Why is MAX-2SAT not in P?

Question

Max-2-SAT is defined as follows. We are given a 2-CNF formula and a bound k, and asked to find an assignment to the variables that satisfies at least k of the clauses.

I can understand the trick used to prove 2-SAT is in P. You use get a contradiction by using unit propagation. But, I was wondering why does MAX 2-SAT escape this.

Also, I find it hard to believe this is NP-complete. Certainly, what is the problem that causes it to blow up.

Why wouldn't an algorithm like this work. Given a 2-SAT expression. Find it's length, which we can do in P. Need to check if there is at least k of the clauses.

So we just check $\binom n k$ posibilities and run like Horn algorithm on each sub expression of the n 2-SAT expression. Surely, where is the problem as we are just running a P algorithm a polynomial amount of time.

So I'm very confused.
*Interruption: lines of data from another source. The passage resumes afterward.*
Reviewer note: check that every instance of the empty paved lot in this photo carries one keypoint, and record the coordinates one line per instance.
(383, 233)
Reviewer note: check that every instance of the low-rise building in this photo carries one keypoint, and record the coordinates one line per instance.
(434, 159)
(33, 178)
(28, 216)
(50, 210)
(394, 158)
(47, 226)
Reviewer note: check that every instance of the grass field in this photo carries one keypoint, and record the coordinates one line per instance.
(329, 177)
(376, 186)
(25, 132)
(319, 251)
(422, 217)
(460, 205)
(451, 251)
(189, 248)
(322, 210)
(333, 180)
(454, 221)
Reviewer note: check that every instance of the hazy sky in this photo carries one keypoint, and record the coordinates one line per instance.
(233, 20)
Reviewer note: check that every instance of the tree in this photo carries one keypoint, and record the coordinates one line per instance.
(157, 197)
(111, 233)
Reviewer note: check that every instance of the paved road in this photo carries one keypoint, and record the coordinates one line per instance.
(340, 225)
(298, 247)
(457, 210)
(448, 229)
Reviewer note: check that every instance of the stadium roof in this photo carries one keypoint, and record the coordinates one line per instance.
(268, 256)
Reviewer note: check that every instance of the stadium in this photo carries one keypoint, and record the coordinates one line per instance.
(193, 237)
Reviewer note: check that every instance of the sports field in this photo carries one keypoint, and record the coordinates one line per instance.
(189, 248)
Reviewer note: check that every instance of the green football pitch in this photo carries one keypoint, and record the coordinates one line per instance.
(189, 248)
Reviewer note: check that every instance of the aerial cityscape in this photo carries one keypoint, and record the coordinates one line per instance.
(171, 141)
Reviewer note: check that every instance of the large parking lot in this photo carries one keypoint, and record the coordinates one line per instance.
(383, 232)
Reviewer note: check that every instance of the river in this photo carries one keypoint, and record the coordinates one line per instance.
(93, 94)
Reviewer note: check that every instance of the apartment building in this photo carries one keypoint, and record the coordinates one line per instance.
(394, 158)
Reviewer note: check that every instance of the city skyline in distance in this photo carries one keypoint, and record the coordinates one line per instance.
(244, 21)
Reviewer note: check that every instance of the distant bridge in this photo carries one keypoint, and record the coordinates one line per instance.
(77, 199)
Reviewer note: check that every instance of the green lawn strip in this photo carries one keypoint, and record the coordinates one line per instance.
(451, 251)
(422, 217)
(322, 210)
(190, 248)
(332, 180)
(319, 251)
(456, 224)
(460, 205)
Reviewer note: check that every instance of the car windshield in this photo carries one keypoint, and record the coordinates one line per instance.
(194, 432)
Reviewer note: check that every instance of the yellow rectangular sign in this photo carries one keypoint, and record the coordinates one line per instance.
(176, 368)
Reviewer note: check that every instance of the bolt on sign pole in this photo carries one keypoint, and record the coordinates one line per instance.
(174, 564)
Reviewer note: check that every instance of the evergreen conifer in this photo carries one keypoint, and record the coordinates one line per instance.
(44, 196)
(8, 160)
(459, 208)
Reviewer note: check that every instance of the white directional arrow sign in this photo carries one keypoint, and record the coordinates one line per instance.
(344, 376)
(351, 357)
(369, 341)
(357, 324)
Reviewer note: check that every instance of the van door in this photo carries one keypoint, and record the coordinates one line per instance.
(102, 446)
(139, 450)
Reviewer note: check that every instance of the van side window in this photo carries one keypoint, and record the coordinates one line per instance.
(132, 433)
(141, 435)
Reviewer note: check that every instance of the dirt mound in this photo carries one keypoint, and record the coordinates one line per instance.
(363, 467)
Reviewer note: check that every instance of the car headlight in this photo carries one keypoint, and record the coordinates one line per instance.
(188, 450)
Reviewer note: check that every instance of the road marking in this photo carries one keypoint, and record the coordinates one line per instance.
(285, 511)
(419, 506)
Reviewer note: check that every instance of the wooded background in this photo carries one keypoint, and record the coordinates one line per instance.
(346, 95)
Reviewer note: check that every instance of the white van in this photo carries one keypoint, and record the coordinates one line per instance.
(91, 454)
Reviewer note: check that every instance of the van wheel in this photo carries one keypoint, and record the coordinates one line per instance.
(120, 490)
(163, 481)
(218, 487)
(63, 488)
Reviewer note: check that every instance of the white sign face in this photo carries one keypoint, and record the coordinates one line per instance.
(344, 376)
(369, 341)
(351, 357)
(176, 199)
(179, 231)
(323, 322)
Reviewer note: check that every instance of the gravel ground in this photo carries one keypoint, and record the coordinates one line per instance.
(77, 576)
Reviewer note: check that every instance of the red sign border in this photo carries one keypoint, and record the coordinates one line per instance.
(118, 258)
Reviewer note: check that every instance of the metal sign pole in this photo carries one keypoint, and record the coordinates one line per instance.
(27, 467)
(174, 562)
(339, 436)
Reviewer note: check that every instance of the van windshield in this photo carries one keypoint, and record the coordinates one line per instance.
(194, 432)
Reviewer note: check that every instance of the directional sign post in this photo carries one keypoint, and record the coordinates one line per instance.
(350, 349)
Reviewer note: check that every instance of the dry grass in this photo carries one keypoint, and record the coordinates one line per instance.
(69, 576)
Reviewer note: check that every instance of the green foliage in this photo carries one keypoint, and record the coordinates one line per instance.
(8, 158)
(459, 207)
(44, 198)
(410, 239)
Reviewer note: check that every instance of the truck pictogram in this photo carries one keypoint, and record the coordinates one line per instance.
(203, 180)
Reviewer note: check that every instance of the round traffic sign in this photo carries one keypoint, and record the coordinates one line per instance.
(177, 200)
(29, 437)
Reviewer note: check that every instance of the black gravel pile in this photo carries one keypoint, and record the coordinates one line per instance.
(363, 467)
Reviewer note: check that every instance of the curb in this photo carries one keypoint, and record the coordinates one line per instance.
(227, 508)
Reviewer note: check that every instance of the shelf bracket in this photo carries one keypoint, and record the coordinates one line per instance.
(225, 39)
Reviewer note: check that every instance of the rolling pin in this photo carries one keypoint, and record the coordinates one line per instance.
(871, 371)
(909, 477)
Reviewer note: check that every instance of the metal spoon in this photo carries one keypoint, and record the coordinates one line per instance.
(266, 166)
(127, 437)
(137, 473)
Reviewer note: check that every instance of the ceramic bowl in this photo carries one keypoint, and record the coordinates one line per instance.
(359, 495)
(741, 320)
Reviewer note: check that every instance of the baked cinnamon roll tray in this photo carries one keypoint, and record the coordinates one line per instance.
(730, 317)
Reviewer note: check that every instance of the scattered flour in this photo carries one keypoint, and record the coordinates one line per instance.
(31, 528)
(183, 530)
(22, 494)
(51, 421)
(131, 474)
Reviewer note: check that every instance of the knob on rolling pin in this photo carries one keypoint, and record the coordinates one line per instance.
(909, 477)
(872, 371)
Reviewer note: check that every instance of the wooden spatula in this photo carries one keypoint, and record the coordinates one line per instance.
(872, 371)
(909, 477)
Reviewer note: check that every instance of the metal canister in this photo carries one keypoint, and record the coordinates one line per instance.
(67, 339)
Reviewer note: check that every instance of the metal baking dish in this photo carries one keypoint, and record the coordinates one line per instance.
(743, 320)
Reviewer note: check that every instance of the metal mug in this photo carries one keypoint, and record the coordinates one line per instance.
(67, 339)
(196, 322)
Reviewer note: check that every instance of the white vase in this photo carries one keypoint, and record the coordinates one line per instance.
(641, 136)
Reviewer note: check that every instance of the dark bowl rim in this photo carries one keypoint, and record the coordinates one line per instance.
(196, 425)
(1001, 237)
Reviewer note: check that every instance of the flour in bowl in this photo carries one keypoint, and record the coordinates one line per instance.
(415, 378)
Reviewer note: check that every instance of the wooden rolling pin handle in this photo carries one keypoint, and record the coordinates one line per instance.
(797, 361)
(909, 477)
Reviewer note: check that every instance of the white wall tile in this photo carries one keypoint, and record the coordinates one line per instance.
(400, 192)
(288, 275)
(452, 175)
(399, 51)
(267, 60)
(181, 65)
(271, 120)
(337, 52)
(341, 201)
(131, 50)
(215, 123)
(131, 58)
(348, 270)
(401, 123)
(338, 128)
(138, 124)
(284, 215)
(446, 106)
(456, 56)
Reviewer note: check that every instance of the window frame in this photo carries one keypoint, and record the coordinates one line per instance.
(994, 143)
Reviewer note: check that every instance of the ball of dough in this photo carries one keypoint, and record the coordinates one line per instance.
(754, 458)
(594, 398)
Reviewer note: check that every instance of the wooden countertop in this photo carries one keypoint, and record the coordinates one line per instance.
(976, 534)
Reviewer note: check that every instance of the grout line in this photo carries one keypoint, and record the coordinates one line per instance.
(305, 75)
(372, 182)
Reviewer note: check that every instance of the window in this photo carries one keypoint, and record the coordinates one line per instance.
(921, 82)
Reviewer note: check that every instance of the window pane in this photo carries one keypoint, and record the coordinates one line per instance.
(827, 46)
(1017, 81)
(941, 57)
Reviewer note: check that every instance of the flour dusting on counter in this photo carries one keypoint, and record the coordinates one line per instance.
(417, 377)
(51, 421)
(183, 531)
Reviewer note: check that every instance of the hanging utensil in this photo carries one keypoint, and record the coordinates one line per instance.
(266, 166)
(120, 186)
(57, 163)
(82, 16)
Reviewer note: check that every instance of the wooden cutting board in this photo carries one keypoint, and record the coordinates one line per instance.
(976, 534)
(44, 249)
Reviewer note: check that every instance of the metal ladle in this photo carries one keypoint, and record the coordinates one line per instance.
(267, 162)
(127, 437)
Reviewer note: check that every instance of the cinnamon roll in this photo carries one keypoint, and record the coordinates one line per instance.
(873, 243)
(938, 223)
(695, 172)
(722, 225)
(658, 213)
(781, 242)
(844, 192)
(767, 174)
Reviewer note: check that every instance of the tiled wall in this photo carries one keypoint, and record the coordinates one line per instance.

Sort of similar problem I have factorization and if that is in P or NP.

Answer 1

Observe that the expression ${n\choose k}$ may be exponential in $n$ (e.g. if $k=n/2$).

Factorization is surely in NP. We don't know whether it is in P or not. This is a major open question. The fact that factorization is in BQP gives evidence that it might not be NP-complete (as other NP complete problems are not known to be in BQP)